改訂新版 世界大百科事典 「ベルガエ」の意味・わかりやすい解説
ベルガエ
Belgae
カエサルの《ガリア戦記》が記すガリアの3住民集団の一つで,セーヌ・マルヌ両川以北,北海とライン川の間に居住。前3世紀ケルト人とゲルマン人が混じて形成された。カエサルはベルガエの豪勇を伝えているが,諸部族間の統合を欠き,前57年カエサルによってほぼ征服され,前52年最も好戦的なベロウァキ族Bellovaciも平定されて,以後はしだいにローマ化した。
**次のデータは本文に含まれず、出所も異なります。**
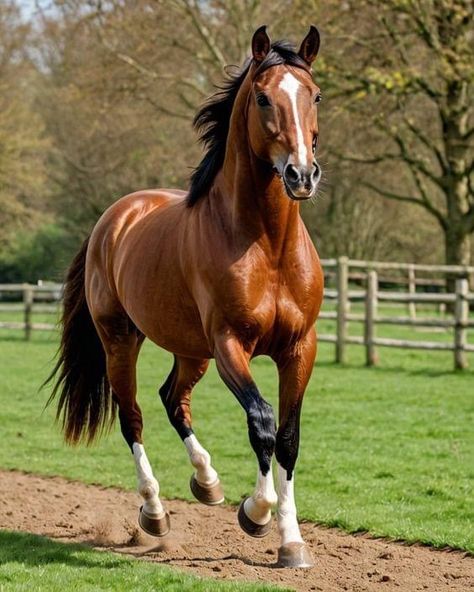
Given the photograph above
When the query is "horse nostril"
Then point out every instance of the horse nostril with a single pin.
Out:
(292, 174)
(316, 170)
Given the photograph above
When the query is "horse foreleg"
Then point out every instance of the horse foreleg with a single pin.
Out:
(294, 369)
(233, 366)
(176, 397)
(122, 352)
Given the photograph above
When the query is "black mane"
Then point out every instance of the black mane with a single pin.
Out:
(212, 119)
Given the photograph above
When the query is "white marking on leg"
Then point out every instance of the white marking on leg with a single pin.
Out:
(201, 461)
(290, 85)
(148, 486)
(258, 507)
(286, 514)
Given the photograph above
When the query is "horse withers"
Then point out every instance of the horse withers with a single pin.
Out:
(227, 271)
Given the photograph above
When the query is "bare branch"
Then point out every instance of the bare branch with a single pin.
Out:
(407, 199)
(198, 22)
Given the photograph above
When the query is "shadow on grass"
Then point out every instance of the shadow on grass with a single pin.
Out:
(33, 550)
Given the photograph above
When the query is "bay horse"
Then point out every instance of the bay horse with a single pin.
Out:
(227, 271)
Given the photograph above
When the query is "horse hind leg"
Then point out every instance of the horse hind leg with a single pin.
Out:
(122, 344)
(176, 397)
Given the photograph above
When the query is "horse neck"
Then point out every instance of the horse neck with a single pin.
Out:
(251, 192)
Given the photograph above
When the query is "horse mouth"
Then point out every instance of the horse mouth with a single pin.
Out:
(294, 197)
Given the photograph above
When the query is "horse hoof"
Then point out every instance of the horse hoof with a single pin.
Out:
(249, 526)
(295, 555)
(154, 526)
(211, 496)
アウグストゥス治下,この地は皇帝管轄属州ガリア・ベルギカGallia Belgicaとなり,ドミティアヌス治下にそこから上・下両ゲルマニア州が分離,さらにディオクレティアヌスの帝国再編でベルギカ・プリマBelgica Primaとベルギカ・セクンダBelgica Secundaの2州に分かれた。また,ベルガエの一部は前75年ころおよびカエサルのガリア征服の際,イングランド南部に渡り,カトゥウェラウニ族Catuvellauniを中心にローマのブリタニア侵略に抵抗した。なお現在の国名ベルギーはこの語に由来する。